NOTE: SeMet is TOXIC. The culture supernatant should be collected for disposal as hazardous waste. Fill the waste bottles to shoulder-height, not all the way to the screw cap. Use the Online Tag Program to generate hazardous waste tags as soon as you start generating the hazardous waste and affix the labels to the waste bottles immediately.

Refer to your lab-specific Standard Operating Procedure (SOP) for the proper way to work with SeMet. At a minimum you will need to use the appropriate Personal Protective Equipment (PPE) which includes the use of nitrile gloves, lab coat, and full-coverage shoes.

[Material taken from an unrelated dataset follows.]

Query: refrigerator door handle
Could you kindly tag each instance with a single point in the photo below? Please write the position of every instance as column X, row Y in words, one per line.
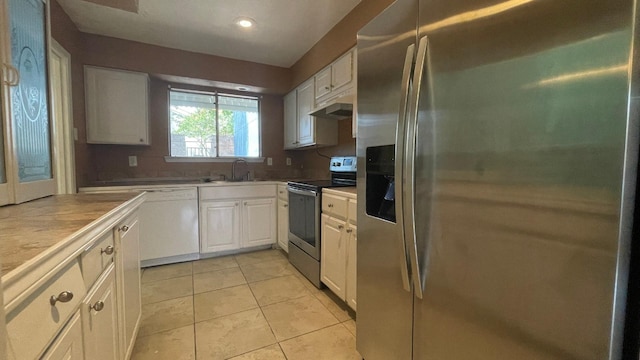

Start with expression plasmid transformed into Met auxotroph cells [i.e. E. coli B834 (DE3)].


Day 1


Start overnight culture from individual colony in LB media.


Day 2


Dilute 1:100 into an M9 semet O/N culture.


Day 3


Inoculate 2L of defined M9 media with 20 ml overnight culture.  Incubate at 37C until OD600=0.4-0.6.  Add IPTG to 1 mM and grow for an additional 5-15 hours at desired temperature.


M9 Medium 2L

5X M9 salts   400 ml

10% Glucose   200 ml

1M MgSO4   4 ml

1M CaCl2   200 ul

20ml 100X Kao Vitamins (Sigma, K3129,Kao and Michayluk Vitamin Solution)

10X soluble AA  200 ml

100X insoluble AA  20 ml

SeMet    100 mg

dH2O    to 2L


Autoclave M9 salts and water.  After flask has cooled add other ingredients


5X M9 Salts

Na2HPO4.7H2O  64 g

KH2PO4   15 g

NaCl    2.5 g

NH4Cl    5.0

dH20    1 L


10X soluble Amino Acids

Alanine   0.5g

Arginine   0.5g

Aspartic Acid   0.5g

Asparagine   0.5g

Cystine   0.5g

Glutamic Acid   0.5g

Glutamine   0.5g

Glycine   0.5g

Histidine   0.5g

Isoleucine   0.5g

Leucine 0.5 g

Lysine    0.5g

Phenylalanine   0.5g

Proline    0.5g

Serine    0.5g

Threonine   0.5g

Valine    0.5g

dH2O    1 L


100X amino acids

Tryptophan   0.5g

Tyrosine   0.5g

Dissolve in 10 ml of 2M HCl and slowly add dH2O to 100 ml.  Filter sterilize and store at -20C.